Anstey Hill is located some 18 kilometres north-east of Adelaide on the western edge of the south Mount Lofty Ranges near the southern boundary of the Anstey Hill Recreation Park—the Lower North East Road. It commands magnificent views across the Adelaide Plains to the city of Adelaide and the head of Gulf St Vincent. It stands at a height of 371.1 metres above sea level, some 50 metres below a nearby un-named peak. Why was this lower peak chosen to be named as a significant topographical feature called Anstey?
George Anstey (1841-1895) was an early South Australian pastoral and horticultural pioneer. He was born in London. His parents emigrated to Tasmania in 1823. George, after helping on his father’s property, married at 24 years of age and left the island to establish himself on the mainland. He arrived in the recently founded colony with some sheep early in 1838. By the end of 1841 he was one of South Australia’s leading pastoralists.
In 1840 he purchased two sections of land and began to establish his Highercombe Estate which he named after his father’s birthplace in Somerset, England. This name remains in district use today in the titles of the Highercombe Golf Club and the Old Highercombe Hotel Folk Museum. Anstey’s property was in the vicinity of the Golf Club which is located just over the crest of the range east of Anstey Hill Recreation Park. Highercombe Estate, with its vineyards, orchards and extensive botanical gardens became a horticultural show-piece.
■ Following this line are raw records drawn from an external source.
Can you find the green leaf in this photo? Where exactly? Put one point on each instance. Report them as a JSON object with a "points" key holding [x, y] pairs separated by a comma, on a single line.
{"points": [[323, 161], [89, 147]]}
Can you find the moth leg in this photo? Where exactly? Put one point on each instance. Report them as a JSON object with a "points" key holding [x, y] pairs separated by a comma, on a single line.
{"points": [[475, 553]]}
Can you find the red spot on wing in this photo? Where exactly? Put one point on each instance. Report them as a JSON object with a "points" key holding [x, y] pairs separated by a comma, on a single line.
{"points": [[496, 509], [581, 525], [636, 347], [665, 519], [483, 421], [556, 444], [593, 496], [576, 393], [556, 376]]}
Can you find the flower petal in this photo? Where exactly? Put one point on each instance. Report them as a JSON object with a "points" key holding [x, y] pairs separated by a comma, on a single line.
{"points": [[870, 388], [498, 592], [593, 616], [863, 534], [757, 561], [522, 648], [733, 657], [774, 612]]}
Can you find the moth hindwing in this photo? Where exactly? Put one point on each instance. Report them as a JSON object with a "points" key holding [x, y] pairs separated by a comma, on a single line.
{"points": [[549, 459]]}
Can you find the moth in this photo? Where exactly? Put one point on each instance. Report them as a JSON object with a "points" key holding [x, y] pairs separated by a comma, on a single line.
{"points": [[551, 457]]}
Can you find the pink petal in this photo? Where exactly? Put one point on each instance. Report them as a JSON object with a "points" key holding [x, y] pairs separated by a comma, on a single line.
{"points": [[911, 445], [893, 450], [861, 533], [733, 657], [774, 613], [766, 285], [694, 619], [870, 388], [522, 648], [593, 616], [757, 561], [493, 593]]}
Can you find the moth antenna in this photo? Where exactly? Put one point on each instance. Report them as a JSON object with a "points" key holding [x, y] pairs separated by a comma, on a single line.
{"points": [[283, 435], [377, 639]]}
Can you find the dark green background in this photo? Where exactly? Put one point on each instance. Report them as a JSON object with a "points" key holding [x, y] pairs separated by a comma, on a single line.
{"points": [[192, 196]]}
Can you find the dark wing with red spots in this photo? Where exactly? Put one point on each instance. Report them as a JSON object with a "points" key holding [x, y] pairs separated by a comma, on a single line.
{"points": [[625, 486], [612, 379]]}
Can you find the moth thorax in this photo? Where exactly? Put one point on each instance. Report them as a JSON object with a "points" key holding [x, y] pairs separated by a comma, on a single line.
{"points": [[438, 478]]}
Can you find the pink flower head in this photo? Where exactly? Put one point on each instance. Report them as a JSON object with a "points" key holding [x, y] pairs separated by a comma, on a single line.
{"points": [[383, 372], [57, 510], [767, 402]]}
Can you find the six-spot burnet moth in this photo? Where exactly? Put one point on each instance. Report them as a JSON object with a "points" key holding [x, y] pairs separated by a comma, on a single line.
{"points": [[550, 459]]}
Between 1842 and 1846 Anstey constructed what was initially a private road from Grand Junction Road to his newly established estate. This road, in reality little more than a bullock wagon and horse dray track, became known as “Anstey Hill Road”, that is the road up the hill leading to “Anstey’s “ place. It was used for 20 years, but was never gravelled. It crossed the crest of the then called Tea Tree Range in a saddle just north of Anstey Hill. It was later extended to Houghton and became a rival to the route up Tea Tree Gully, creating much controversy. In 1873 a new road passing across the south-eastern slopes of the hill was built and eventually named Lower North East Road. Its gravel surface was bituminised in 1930.
Most of the original earth and stone works of the original “Anstey’s Hill Road” are still clearly visible on the hill sides.
There is little doubt that the naming of the hill can be attributed to the linking of the name of a prominent early settler with the prominent topographical feature alongside of the “road: leading to his property.
“Squire” Anstey was never a popular public figure, probably because of his tendency to behave as a typical English squire or country gentleman.
When his father died in 1851 he returned to Tasmania with his family. They returned to England in 1854.
Except for brief visits, the last in 1868, Anstey never returned to live in South Australia.
However the name Anstey was to appear once more in the annals of South Australian history. Mortlock Library military records contain an entry that in the 22nd January 1879, a Lieutenant Edgar Oliphant Anstey was killed in action in Isandlwana, South Africa and than in doing so became the first South Australian born soldier to die in battle. Further searches of other records revealed that he was the third son of George Alexander and had been born at Highercombe on 18th March 1851. He was serving with the 1st Battalion, 24th Regiment of Foot in the Bristish Army in its greatest colonial defeat when 25,000 Zulu warriors slaughtered 1,357 of Queen Victoria’s men, mainly from the 24th Regiment and the Natal Native Contingent. The trail down which this heroic force fought its withdrawal is now called Fugitives Trail. It’s a long way from “Anstey’s Hill Road” which he travelled down as a babe in arms in the first and only year of his life in South Australia.
Why “The Gun Emplacement” on Anstey’s Hill
Research undertaken by Kevin Gallasch
Because of its community position on high ground overlooking much of the Adelaide Plains and with a superb view of the city and the Gulf of St Vincent, the name given to this feature initially conjures up images of a huge gun mounted on a man made platform or set in a bunker -like structure with its barrel aimed westwards towards the sea. Its most likely origin, while still based on an image, has a reasonably factual derivation. The Macquarie Dictionary provides one definition of a “gun” as a long barrelled cannon, having a flat trajectory and one of “emplacement” as being “the space, platform or the like for a gun or battery and its accessories”. The near horizontal and tree-less (because of the thick impenetrable ironstone capping) ground on the natural land platform would have comfortably accommodated six, two pounder guns and their ammunition timbers.
The plateau was first recorded in a series of topographic maps of South Australia compiled by a Major W.H. Edmunds and published in 1926.The Mortlock Library records show that a William Herbert Edmunds served as a Lieutenant cartographer with the 5th South Australian Imperial Bushmen during the Boer War. There can be little doubt that the Major recognized this unique land surface as a naturally occurring emplacement for th positioning of a Battery of field guns of that earlier era and theatre of war.
The common use name “The Gun Emplacement” was declared as a geographical name in the South Australian Government Gazette of 22 May 1997.